O Colégio Santa Cruz, no Alto de Pinheiros, zona oeste da capital paulista, teve nesta terça-feira, 26, renúncia coletiva de seu Conselho de Administração. Em carta, os conselheiros explicam que a decisão ocorre após a Congregação de Santa Cruz, mantenedora do colégio, aumentar sua ingerência na escola. A mudança preocupa os pais de alunos, que já temem uma descaracterização do projeto pedagógico.
Um dos mais tradicionais colégios da elite paulistana, o Santa Cruz é frequentado por filhos de empresários e banqueiros. Tem entre seus ex-alunos o presidente do Banco Itaú, Candido Botelho Bracher, que era um dos integrantes do conselho da instituição.

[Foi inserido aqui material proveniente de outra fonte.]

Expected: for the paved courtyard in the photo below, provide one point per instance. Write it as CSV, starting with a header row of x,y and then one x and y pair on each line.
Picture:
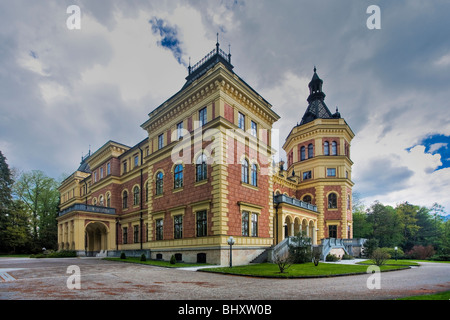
x,y
46,279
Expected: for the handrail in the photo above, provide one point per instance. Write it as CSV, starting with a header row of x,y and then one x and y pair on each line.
x,y
298,203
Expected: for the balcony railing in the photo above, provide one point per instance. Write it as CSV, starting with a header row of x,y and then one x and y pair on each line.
x,y
282,198
87,208
214,52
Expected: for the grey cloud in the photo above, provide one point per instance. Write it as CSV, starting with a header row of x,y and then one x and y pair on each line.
x,y
380,176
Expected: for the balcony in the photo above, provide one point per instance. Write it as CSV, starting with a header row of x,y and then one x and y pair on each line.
x,y
281,198
88,208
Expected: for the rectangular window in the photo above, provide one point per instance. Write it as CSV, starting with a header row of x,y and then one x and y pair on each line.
x,y
201,224
180,130
178,226
245,225
307,175
241,121
332,231
159,229
254,129
125,235
146,232
136,234
254,224
161,141
202,116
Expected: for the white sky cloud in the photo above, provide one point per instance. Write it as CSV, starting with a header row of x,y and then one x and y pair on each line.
x,y
64,90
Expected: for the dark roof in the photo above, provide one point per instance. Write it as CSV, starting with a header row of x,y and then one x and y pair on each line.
x,y
209,61
317,109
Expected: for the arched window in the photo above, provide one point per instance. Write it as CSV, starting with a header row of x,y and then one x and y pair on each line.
x,y
159,183
310,151
254,175
307,199
334,148
326,148
125,200
332,201
244,171
178,176
136,196
201,168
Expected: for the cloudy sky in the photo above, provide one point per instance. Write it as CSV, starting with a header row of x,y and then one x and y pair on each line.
x,y
64,90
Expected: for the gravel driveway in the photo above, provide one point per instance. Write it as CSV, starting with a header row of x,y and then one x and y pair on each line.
x,y
43,279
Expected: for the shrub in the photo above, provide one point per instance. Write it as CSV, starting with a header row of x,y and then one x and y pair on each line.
x,y
379,257
331,257
317,252
369,247
421,252
283,262
57,254
300,250
391,251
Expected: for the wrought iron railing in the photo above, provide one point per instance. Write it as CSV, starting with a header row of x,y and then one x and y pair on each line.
x,y
298,203
209,56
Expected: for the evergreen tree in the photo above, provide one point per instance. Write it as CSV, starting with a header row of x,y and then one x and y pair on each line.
x,y
16,235
6,183
40,195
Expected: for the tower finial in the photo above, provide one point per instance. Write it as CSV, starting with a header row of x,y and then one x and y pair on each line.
x,y
217,44
189,68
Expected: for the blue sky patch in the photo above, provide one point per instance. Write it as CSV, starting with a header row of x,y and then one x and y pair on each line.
x,y
438,144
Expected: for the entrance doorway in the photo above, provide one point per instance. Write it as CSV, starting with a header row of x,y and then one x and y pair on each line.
x,y
96,236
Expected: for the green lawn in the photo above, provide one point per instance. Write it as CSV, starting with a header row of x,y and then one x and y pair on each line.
x,y
436,296
157,262
297,270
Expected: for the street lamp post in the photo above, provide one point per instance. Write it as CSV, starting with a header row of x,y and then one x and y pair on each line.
x,y
231,242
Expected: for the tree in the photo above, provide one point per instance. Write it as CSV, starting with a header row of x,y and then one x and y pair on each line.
x,y
385,225
6,183
361,228
16,234
407,214
40,195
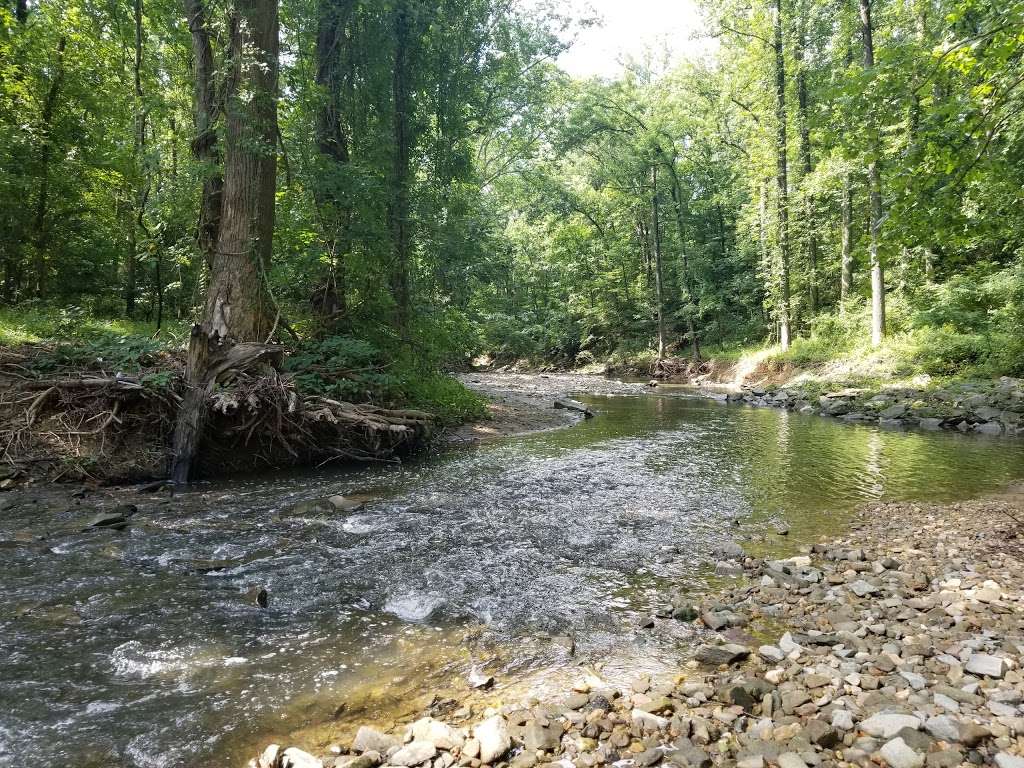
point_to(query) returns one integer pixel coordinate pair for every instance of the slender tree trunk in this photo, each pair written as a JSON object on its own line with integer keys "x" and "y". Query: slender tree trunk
{"x": 238, "y": 302}
{"x": 45, "y": 154}
{"x": 781, "y": 152}
{"x": 139, "y": 152}
{"x": 875, "y": 197}
{"x": 689, "y": 296}
{"x": 807, "y": 164}
{"x": 846, "y": 256}
{"x": 206, "y": 112}
{"x": 655, "y": 240}
{"x": 398, "y": 210}
{"x": 332, "y": 141}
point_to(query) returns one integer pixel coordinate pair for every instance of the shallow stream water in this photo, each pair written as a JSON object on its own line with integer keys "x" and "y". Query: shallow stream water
{"x": 140, "y": 648}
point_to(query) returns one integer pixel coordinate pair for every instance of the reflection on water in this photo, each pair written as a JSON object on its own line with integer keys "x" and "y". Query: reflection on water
{"x": 120, "y": 645}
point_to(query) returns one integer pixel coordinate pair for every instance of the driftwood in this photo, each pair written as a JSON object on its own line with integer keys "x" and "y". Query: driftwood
{"x": 567, "y": 403}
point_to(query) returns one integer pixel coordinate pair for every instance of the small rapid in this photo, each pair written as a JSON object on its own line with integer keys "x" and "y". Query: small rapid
{"x": 143, "y": 647}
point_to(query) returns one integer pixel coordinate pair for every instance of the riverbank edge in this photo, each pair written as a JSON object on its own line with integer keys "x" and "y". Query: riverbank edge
{"x": 897, "y": 643}
{"x": 983, "y": 407}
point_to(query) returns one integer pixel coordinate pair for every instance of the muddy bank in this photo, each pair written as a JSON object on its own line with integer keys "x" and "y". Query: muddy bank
{"x": 897, "y": 644}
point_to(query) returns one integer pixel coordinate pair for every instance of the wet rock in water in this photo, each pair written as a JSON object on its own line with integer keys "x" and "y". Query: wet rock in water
{"x": 717, "y": 654}
{"x": 729, "y": 551}
{"x": 441, "y": 735}
{"x": 413, "y": 754}
{"x": 117, "y": 519}
{"x": 371, "y": 739}
{"x": 296, "y": 758}
{"x": 494, "y": 736}
{"x": 567, "y": 403}
{"x": 269, "y": 757}
{"x": 257, "y": 596}
{"x": 344, "y": 504}
{"x": 899, "y": 755}
{"x": 479, "y": 680}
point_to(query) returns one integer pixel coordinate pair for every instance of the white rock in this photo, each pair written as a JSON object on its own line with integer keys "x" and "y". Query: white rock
{"x": 787, "y": 645}
{"x": 943, "y": 728}
{"x": 295, "y": 758}
{"x": 269, "y": 757}
{"x": 791, "y": 760}
{"x": 861, "y": 588}
{"x": 888, "y": 724}
{"x": 441, "y": 735}
{"x": 898, "y": 755}
{"x": 843, "y": 720}
{"x": 983, "y": 664}
{"x": 371, "y": 739}
{"x": 413, "y": 754}
{"x": 651, "y": 721}
{"x": 495, "y": 738}
{"x": 916, "y": 681}
{"x": 1006, "y": 760}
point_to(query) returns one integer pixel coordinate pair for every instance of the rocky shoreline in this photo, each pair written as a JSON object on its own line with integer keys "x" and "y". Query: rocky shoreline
{"x": 898, "y": 644}
{"x": 985, "y": 408}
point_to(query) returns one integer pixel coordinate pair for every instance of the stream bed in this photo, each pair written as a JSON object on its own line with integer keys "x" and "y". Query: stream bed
{"x": 521, "y": 558}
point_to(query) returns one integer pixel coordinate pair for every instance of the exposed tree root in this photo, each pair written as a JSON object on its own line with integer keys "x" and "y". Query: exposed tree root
{"x": 112, "y": 427}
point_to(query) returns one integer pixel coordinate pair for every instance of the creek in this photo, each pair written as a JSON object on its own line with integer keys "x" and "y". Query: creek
{"x": 139, "y": 648}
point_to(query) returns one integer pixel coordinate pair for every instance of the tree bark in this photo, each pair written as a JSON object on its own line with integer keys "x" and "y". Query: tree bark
{"x": 238, "y": 303}
{"x": 655, "y": 241}
{"x": 204, "y": 145}
{"x": 45, "y": 154}
{"x": 332, "y": 142}
{"x": 846, "y": 257}
{"x": 807, "y": 162}
{"x": 875, "y": 196}
{"x": 398, "y": 208}
{"x": 781, "y": 152}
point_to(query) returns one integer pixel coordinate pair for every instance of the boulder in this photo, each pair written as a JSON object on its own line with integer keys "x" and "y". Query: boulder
{"x": 413, "y": 754}
{"x": 495, "y": 738}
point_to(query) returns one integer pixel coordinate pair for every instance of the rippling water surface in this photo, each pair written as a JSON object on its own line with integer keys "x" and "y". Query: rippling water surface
{"x": 126, "y": 646}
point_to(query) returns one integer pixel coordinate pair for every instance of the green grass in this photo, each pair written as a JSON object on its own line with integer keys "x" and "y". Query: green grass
{"x": 38, "y": 325}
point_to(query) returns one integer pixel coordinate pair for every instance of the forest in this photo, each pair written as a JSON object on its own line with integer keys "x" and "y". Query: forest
{"x": 365, "y": 195}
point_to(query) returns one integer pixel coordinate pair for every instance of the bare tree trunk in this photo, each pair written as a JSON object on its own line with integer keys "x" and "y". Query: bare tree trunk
{"x": 139, "y": 152}
{"x": 807, "y": 164}
{"x": 846, "y": 258}
{"x": 206, "y": 112}
{"x": 655, "y": 240}
{"x": 45, "y": 153}
{"x": 398, "y": 209}
{"x": 689, "y": 297}
{"x": 238, "y": 303}
{"x": 781, "y": 151}
{"x": 875, "y": 197}
{"x": 332, "y": 142}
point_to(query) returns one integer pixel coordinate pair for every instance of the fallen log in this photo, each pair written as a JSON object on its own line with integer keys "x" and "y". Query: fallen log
{"x": 567, "y": 403}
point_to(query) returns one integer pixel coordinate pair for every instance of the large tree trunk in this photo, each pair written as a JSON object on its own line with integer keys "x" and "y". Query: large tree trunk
{"x": 806, "y": 161}
{"x": 206, "y": 112}
{"x": 332, "y": 141}
{"x": 45, "y": 154}
{"x": 655, "y": 241}
{"x": 875, "y": 196}
{"x": 398, "y": 208}
{"x": 238, "y": 303}
{"x": 781, "y": 152}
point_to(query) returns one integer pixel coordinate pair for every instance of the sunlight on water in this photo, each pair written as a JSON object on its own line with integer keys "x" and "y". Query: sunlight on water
{"x": 127, "y": 646}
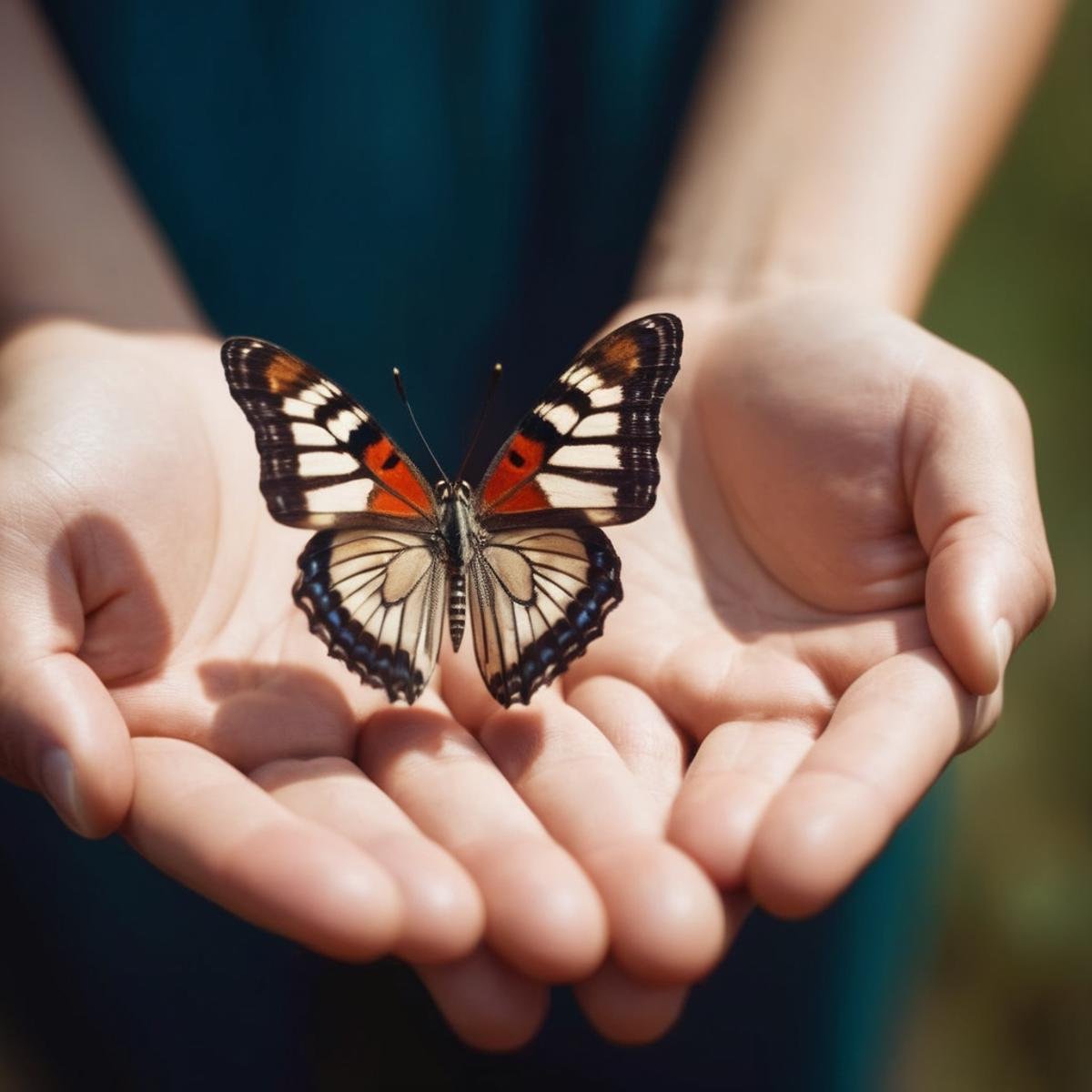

Com 67 anos, o colégio há mais de 20 anos era gerido pelo Conselho de Administração, que tinha autonomia para nomear diretores e administrar o orçamento. Na última reunião, porém, a mantenedora informou que transformaria o conselho em órgão apenas consultivo, o que resultou na renúncia.
Desde 2010, quando irmãos religiosos americanos assumiram a liderança da congregação, no lugar de padres canadenses que fundaram o colégio, havia receio de que a escola pudesse perder o caráter leigo. Embora façam parte da mesma entidade, os americanos são considerados mais conservadores. Os canadenses são vistos como mais progressistas e engajados com problemas sociais.
A carta de renúncia coletiva explica que, em 2016, os irmãos implementaram uma administração centralizada para as três escolas da congregação no Brasil – incluindo o Colégio Dom Amando, em Santarém, no Pará, e o Notre Dame, em Campinas (SP), fundados pelos americanos. A escola de Campinas tem perfil socioeconômico semelhante ao do Santa Cruz, mas nunca teve direção leiga completa (os diretores são escolhidos pela congregação).
A centralização da administração passa a ser agora em Campinas. Assim, o Conselho de Administração do Santa Cruz terá de responder aos executivos no interior do Estado ou ao Conselho de Congregação, composto unicamente por religiosos, segundo informa a carta. “Tendo representado os ideais dos padres fundadores junto à comunidade, alguns de nós há mais de 20 anos, julgamos necessário tornar pública esta carta, como uma forma de prestação de contas e formalização da nossa renúncia”, diz o texto, que tem como signatários, além de Bracher, o cientista Fernando Reinach, presidente do colegiado, o administrador Ricardo Belotti e o engenheiro Lair Krahenbuhlr – ex-alunos, com exceção do último.
Direção e pais
Em circular enviada às famílias de alunos, a direção do colégio agradece aos integrantes que deixaram o colegiado “por diferenças de pontos de vista em relação à natureza do conselho”. Afirma ainda que, em breve, serão anunciados os novos membros, que se juntarão aos atuais conselheiros: padre José de Almeida Prado, padre Roberto Grandmaison, irmão Ronnie Lenno Farias Silva, Flavia Cristina Piovesan e Denise Aguiar Alvares.
Em nota, a direção do colégio diz que a alteração não trará nenhuma mudança nos princípios pedagógicos ou curriculares. Também informou que o Santa Cruz é uma “escola católica pluralista aberta a todas as opções religiosas” e seguirá oferecendo “ensino humanista para formar cidadãos críticos e atuantes”. “As mudanças no Conselho Administrativo devem trazer renovação e importantes colaborações para a gestão da escola”, afirma.
Mas um grupo de pais já enviou uma carta aos ex-conselheiros e à direção do colégio em que diz ter recebido a notícia da renúncia com “surpresa e preocupação”. Eles temem que o projeto pedagógico da escola possa ser descaracterizado, por exemplo com o aumento da carga horária de disciplinas voltadas ao ensino religioso.
Apesar de católico, o Santa Cruz passou na década de 1990 por um processo de laicização, quando deixou de ter diretores ligados à Igreja. Atualmente, os alunos têm aulas sobre História das Religiões e têm a opção de fazer catequese no colégio. A preocupação dos pais seria com a volta de um caráter mais religioso, o que pode afastar famílias não católicas. Estima-se que cerca de 15% dos alunos sejam judeus. A reportagem tentou contato com a Congregação por telefone e e-mail, mas ninguém foi localizado. As informações são do jornal O Estado de S. Paulo.